-- Faculty of Engineering, University of Tehran --
Hi,
I am a master's student in Computer Science at KTH Royal Institute of Technology. I am currently working on my thesis under supervision of Prof. Hedvig Kjellström in the area of generative modelling applied to computer vision.
Previously, I did my bachelor's in Information Technology at University of Tehran.
Useful links:
My CV
My transcript of records (at KTH)
Master's level: KTH Royal Institute of Technology
Bachelor's level: University of Tehran
Deep learning applied to computer vision, especially medical in medical imaging tasks
Uncertainty in deep learning algorithms
Explainatiablity and interpretability of deep learning algorithms
KTH One-Year Scholarship (certificate) [2019] - Awarded to 15 out of 160 applicants with exceptional academic records
Ranked 4th among 30 IT student at University of Tehran [2018]

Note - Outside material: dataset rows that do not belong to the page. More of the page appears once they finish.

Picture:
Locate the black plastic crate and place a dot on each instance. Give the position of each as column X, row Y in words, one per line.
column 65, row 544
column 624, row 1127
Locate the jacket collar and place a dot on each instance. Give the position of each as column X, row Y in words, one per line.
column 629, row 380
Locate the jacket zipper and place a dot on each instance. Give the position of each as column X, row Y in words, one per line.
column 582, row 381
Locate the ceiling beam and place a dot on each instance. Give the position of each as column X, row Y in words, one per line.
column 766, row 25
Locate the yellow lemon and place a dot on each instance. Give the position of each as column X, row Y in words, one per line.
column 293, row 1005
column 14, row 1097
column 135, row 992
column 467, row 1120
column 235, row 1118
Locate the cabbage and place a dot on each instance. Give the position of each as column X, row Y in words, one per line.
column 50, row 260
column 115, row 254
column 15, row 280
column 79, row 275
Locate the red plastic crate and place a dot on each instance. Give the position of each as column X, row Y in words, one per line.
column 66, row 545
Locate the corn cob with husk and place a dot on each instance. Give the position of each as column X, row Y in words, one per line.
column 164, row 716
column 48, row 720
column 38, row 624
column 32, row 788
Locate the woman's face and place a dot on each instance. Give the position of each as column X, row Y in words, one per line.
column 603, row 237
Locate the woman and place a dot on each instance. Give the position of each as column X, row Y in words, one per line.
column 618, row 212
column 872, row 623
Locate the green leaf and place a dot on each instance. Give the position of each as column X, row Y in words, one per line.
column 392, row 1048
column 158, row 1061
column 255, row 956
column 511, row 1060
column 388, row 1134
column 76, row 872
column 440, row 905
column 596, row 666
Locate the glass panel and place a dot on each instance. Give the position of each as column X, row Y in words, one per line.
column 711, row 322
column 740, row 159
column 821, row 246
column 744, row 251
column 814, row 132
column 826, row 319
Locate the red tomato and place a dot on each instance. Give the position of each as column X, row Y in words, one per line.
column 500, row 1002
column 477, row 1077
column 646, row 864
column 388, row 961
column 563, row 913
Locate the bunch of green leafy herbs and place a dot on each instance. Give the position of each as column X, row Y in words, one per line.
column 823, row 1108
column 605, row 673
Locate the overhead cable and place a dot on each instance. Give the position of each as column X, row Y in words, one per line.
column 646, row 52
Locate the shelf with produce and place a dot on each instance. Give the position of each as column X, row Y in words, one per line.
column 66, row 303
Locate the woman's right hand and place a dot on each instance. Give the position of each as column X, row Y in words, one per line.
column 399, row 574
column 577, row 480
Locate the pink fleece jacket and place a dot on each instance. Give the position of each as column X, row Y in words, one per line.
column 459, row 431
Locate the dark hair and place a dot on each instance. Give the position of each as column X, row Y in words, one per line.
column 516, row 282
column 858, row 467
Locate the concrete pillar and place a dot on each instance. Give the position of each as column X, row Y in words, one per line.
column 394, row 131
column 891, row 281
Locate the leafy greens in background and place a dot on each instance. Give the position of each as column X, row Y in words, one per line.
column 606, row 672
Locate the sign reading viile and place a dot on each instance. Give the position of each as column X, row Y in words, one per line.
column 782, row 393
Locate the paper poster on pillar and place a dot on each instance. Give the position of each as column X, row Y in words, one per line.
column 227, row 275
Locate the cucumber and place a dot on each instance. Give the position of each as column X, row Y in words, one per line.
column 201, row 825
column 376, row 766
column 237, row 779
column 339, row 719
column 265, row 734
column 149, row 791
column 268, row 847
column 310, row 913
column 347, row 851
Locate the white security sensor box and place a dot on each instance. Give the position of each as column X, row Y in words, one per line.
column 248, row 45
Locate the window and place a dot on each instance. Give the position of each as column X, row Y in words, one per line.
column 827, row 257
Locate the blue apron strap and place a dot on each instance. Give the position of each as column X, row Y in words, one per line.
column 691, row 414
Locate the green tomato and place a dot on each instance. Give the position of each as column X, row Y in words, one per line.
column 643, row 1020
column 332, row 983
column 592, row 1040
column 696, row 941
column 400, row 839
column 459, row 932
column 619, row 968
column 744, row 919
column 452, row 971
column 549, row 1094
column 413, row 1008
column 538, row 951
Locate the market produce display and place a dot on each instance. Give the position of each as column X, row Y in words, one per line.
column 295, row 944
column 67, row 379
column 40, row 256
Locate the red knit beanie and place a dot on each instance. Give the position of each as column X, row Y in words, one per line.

Ranked 658th among more than 300,000 participants (i.e, top 0.21%) in the Nationwide University Entrance Exam [2013]
Here is a list of the related projects that I did. For a more detailed description, please refer to my CV.
[Re] Unsupervised Representation Learning for Multivariate Time Series
As part of the Advanced Deep Learning course and the NeurIPS 2019 Reproducibility Challenge, my teammates and I have re-implemented this paper. Our submission is selected to be published in the ReScience-C Journal — Advanced Deep Learning Course, Aug. 2019.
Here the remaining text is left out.